Daily Archives: November 30th, 2012

Of Billionaires and Deficit Scolds

faces_of_class_warfare

People are lying to us. Very wealthy and very powerful individuals have decided as a first recourse to lie. Not as a last recourse, but as a first, right out the door. They begin with the lie. “Social Security is an entitlement”. That’s a lie. We pay for it; each of our paychecks pay for it. It’s ours, not there’s, not the treasury’s, ours. But that’s just one of their lies. They are lying about the nature of our economic situation; about who is responsible for our current debt, and about who is most able to pay for it. They are not deluded nor are they dumb: They are just lying.

Who are these people? They are represented by an organization entitled ‘Fix the Debt’ whose business is anything but. They are a bipartisan pack of CEOs, organized around principles of ‘austerity’ for everyone but themselves and their political hacks and funded in part by former private equity magnate Peter G. Peterson’s foundation. They have pledged to push for austerity during the lame duck congressional session, and beyond. Peterson (buddy of Erskine Bowles (D) and Alan Simpson (R)—our courageous ‘bi-partisan’ cat food commission leaders ) has spent nearly half a billion dollars in recent years pushing his austerity agenda. The man is no slouch when it comes to lobbying to starve the poor and enrich the rich: a reverse robin hood for the ages.

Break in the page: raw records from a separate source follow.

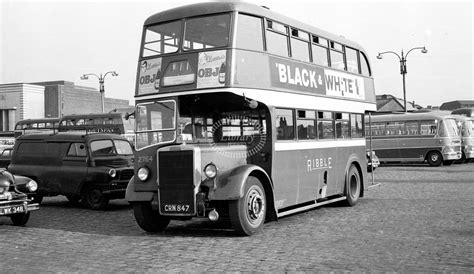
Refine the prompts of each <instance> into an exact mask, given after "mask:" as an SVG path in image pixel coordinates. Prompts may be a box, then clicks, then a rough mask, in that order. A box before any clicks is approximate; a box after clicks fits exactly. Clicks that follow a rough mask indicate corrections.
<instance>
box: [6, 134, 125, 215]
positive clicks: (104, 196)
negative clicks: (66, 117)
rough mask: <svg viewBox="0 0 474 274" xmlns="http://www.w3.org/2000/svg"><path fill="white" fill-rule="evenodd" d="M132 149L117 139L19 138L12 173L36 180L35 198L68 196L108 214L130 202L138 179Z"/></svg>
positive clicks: (13, 164) (73, 135)
mask: <svg viewBox="0 0 474 274" xmlns="http://www.w3.org/2000/svg"><path fill="white" fill-rule="evenodd" d="M132 162H133V148H132V146H131V144H130V143H129V141H128V140H127V139H126V138H125V137H122V136H120V135H116V134H88V135H85V134H82V133H56V134H28V135H23V136H20V137H18V138H17V140H16V142H15V146H14V148H13V154H12V158H11V163H10V165H9V166H8V170H9V171H10V172H12V173H14V174H18V175H23V176H27V177H30V178H32V179H34V180H35V181H36V182H37V183H38V191H37V193H36V194H35V195H34V196H33V199H34V200H35V201H37V202H39V203H40V202H41V201H42V199H43V197H44V196H55V195H65V196H66V197H67V199H68V200H69V201H70V202H72V203H73V204H79V203H80V202H81V203H82V204H84V205H85V206H87V207H90V208H92V209H104V208H106V207H107V205H108V203H109V200H111V199H121V198H124V197H125V189H126V187H127V184H128V181H129V180H130V178H132V176H133V163H132Z"/></svg>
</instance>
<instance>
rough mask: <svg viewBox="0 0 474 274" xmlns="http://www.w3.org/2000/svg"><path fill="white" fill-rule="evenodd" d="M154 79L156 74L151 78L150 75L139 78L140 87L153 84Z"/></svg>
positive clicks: (155, 77)
mask: <svg viewBox="0 0 474 274" xmlns="http://www.w3.org/2000/svg"><path fill="white" fill-rule="evenodd" d="M155 78H156V74H153V76H152V77H150V75H145V76H142V77H140V85H144V84H149V83H153V82H155Z"/></svg>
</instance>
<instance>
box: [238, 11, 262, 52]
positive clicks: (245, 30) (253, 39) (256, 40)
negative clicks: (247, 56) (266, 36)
mask: <svg viewBox="0 0 474 274" xmlns="http://www.w3.org/2000/svg"><path fill="white" fill-rule="evenodd" d="M237 22H238V25H237V35H236V37H237V38H236V47H237V48H243V49H250V50H256V51H262V50H263V34H262V19H261V18H258V17H254V16H249V15H245V14H239V18H238V21H237Z"/></svg>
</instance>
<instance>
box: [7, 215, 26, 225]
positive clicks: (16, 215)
mask: <svg viewBox="0 0 474 274" xmlns="http://www.w3.org/2000/svg"><path fill="white" fill-rule="evenodd" d="M10 219H11V220H12V223H13V225H15V226H23V225H25V224H26V223H27V222H28V220H29V219H30V213H29V212H27V213H22V214H15V215H12V216H10Z"/></svg>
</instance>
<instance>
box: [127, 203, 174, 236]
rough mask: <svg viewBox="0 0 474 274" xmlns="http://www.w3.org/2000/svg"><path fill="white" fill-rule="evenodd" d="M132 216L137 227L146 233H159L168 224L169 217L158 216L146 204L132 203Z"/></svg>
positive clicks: (150, 207) (152, 210) (164, 228)
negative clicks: (158, 232) (132, 203)
mask: <svg viewBox="0 0 474 274" xmlns="http://www.w3.org/2000/svg"><path fill="white" fill-rule="evenodd" d="M133 215H134V216H135V220H136V221H137V224H138V226H140V228H141V229H143V230H145V231H147V232H161V231H163V230H165V228H166V227H167V226H168V224H169V223H170V218H169V217H166V216H162V215H160V213H159V212H158V210H153V208H151V204H150V203H148V202H145V203H143V202H142V203H133Z"/></svg>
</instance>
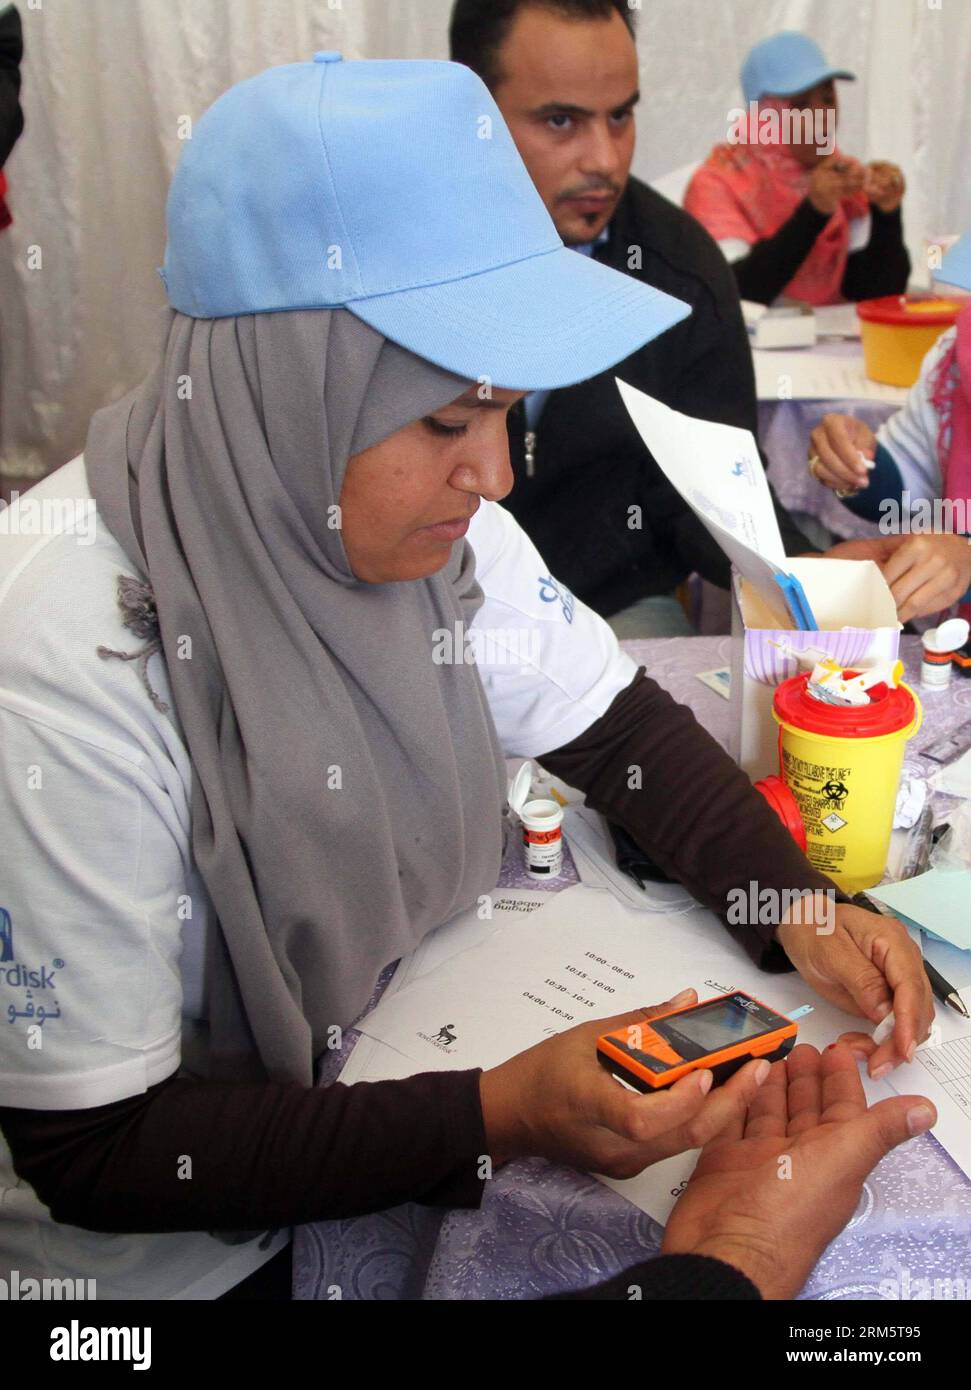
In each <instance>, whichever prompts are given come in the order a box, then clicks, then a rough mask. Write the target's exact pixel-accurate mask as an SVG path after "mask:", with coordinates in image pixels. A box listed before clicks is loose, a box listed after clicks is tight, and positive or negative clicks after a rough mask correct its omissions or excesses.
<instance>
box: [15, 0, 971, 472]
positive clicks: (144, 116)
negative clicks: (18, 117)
mask: <svg viewBox="0 0 971 1390" xmlns="http://www.w3.org/2000/svg"><path fill="white" fill-rule="evenodd" d="M18 7H19V10H21V15H22V19H24V38H25V63H24V93H22V103H24V110H25V117H26V131H25V135H24V136H22V139H21V142H19V145H18V146H17V149H15V150H14V153H13V156H11V158H10V161H8V164H7V171H6V172H7V177H8V179H10V197H8V202H10V206H11V210H13V213H14V218H15V222H14V227H13V228H11V229H10V231H8V232H6V234H3V236H0V353H1V357H0V368H1V370H0V474H4V475H7V477H8V478H36V477H40V475H43V474H44V473H47V471H50V470H51V468H54V467H58V466H60V464H61V463H64V461H67V460H68V459H69V457H72V456H74V455H75V453H78V452H79V449H81V448H82V445H83V439H85V432H86V428H88V420H89V417H90V414H92V411H93V410H96V409H97V407H99V406H101V404H106V403H107V402H110V400H113V399H117V398H118V396H119V395H122V393H124V392H125V391H128V389H129V388H131V386H132V385H135V384H136V382H138V381H139V379H140V378H142V377H143V375H144V373H146V371H147V368H149V364H150V360H151V353H153V347H154V345H156V341H157V336H158V321H160V316H158V310H160V307H161V304H163V303H164V300H163V292H161V284H160V282H158V278H157V274H156V267H158V265H160V264H161V259H163V252H164V206H165V193H167V188H168V181H169V178H171V175H172V171H174V168H175V164H176V160H178V157H179V153H181V149H182V140H183V138H185V135H186V117H188V118H190V120H197V118H199V115H200V114H201V113H203V111H204V110H206V107H207V106H208V104H210V103H211V101H213V100H214V99H215V97H217V96H218V95H219V93H221V92H222V90H225V88H228V86H231V85H232V83H233V82H238V81H240V79H242V78H246V76H250V75H251V74H254V72H258V71H260V70H261V68H264V67H269V65H271V64H276V63H292V61H296V60H301V58H308V57H310V56H311V54H313V53H314V51H315V50H318V49H339V50H340V51H342V53H343V54H345V56H346V57H349V58H358V57H374V58H389V57H432V58H442V57H447V43H446V32H447V18H449V11H450V0H18ZM632 7H633V8H639V10H640V14H639V22H640V40H639V49H640V76H642V93H643V101H642V107H640V111H639V138H638V152H636V157H635V174H638V175H639V177H642V178H645V179H649V181H650V179H654V178H658V177H661V175H664V174H665V172H670V171H671V170H674V168H677V167H678V165H681V164H685V163H688V161H690V160H696V158H702V157H703V156H704V154H706V153H707V150H708V149H710V146H711V145H713V143H714V142H715V140H720V139H724V136H725V131H727V121H728V111H729V110H731V108H732V107H738V106H740V104H742V97H740V92H739V88H738V68H739V63H740V58H742V56H743V54H745V51H746V49H747V47H749V46H750V44H752V43H754V42H756V40H757V39H758V38H763V36H765V35H768V33H772V32H775V31H777V29H782V28H800V29H804V31H807V32H808V33H811V35H813V36H814V38H815V39H817V40H818V42H820V43H821V44H822V47H824V50H825V51H827V54H828V57H829V58H831V61H833V63H835V64H839V65H840V67H849V68H852V70H853V71H856V72H857V74H858V76H860V81H858V82H857V83H854V85H849V83H847V85H843V86H842V124H840V145H842V146H843V149H846V150H849V152H850V153H853V154H857V156H860V157H863V158H878V157H882V158H892V160H896V161H897V163H899V164H900V165H902V167H903V170H904V172H906V175H907V181H908V195H907V202H906V225H907V239H908V245H910V247H911V256H913V257H914V264H915V277H914V278H915V279H917V281H927V265H925V263H924V252H922V246H924V238H925V236H928V235H939V234H947V232H960V231H963V229H964V228H967V227H968V225H971V188H970V186H968V177H967V175H968V157H967V152H968V142H970V139H971V99H970V97H968V72H970V71H971V3H968V0H729V3H718V0H642V3H640V4H639V6H638V4H636V3H633V6H632Z"/></svg>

According to the Institute of Policy Studies the ‘Fix the Debt’ organization is made up of “71 CEOs who lead publicly held companies….[These CEOs] have amassed an average of $9 million in their company retirement funds. A dozen have more than $20 million in their accounts. If each of them converted their assets to an annuity when they turned 65, they would receive a monthly check for at least $110,000 for life. The Fix the Debt CEO with the largest pension fund is Honeywell’s David Cote, a long-time advocate of Social Security cuts. His $78 million nest egg is enough to provide a $428,000 check every month after he turns 65. Forty-one of the 71 companies offer employee pension funds. Of these, only two have sufficient assets in their funds to meet expected obligations. The rest have combined deficits of $103 billion, or about $2.5 billion on average. General Electric has the largest deficit in its worker pension fund, with $22 billion.”

I want to repeat something that you might miss in that paragraph. Of the 71 companies represented only forty-one offer any type of pension fund to their employees—the rest presumably get to receive the unregulated munificence of ‘the market’—meaning their skimpy 401Ks—if they even have one. Of these forty-one (41) who offer some type of pension plan ONLY TWO (2) have sufficient assets in their funds to meet their expected obligations. These clowns—these fiscally irresponsible yahoos—who have now allocated millions for themselves while refusing to fund their own obligations to their own workers are the deficit scolds telling us how to put our house in order? Really? These are the megalomaniacs who are arguing that Social Security benefits are ‘too generous’ and are cautioning us about our ‘fiscal’ health? The very people who have NOT paid into retirement funds for their own workers?

As the report concludes, “as the debate heats up over whether to cut Medicare, Social Security or Medicaid in order to maintain federal spending and corporate tax breaks, companies with well-compensated CEOs who preside over underfunded employee pension funds invite a new round of questions about the motives, and methods, of the CEOs pressuring Congress and the White House to cut programs for the middle class.”

You think?

Sadly, this is nothing new. Though it seems more obvious than ever, if you pay attention.

The nation’s largest creditor is not China. It is the working people of America and their employers who collectively have amassed Social Security’s huge surplus through the weekly FICA contributions required by law. This wealth is the nest egg that will pay for swelling benefits as the baby-boom generation retires. Far from being broke or “sucking” billions from the Treasury, the Social Security trust fund will continue to accumulate larger and larger surpluses during the next ten years, reaching $3.7 trillion by 2022, according to the system’s trustees.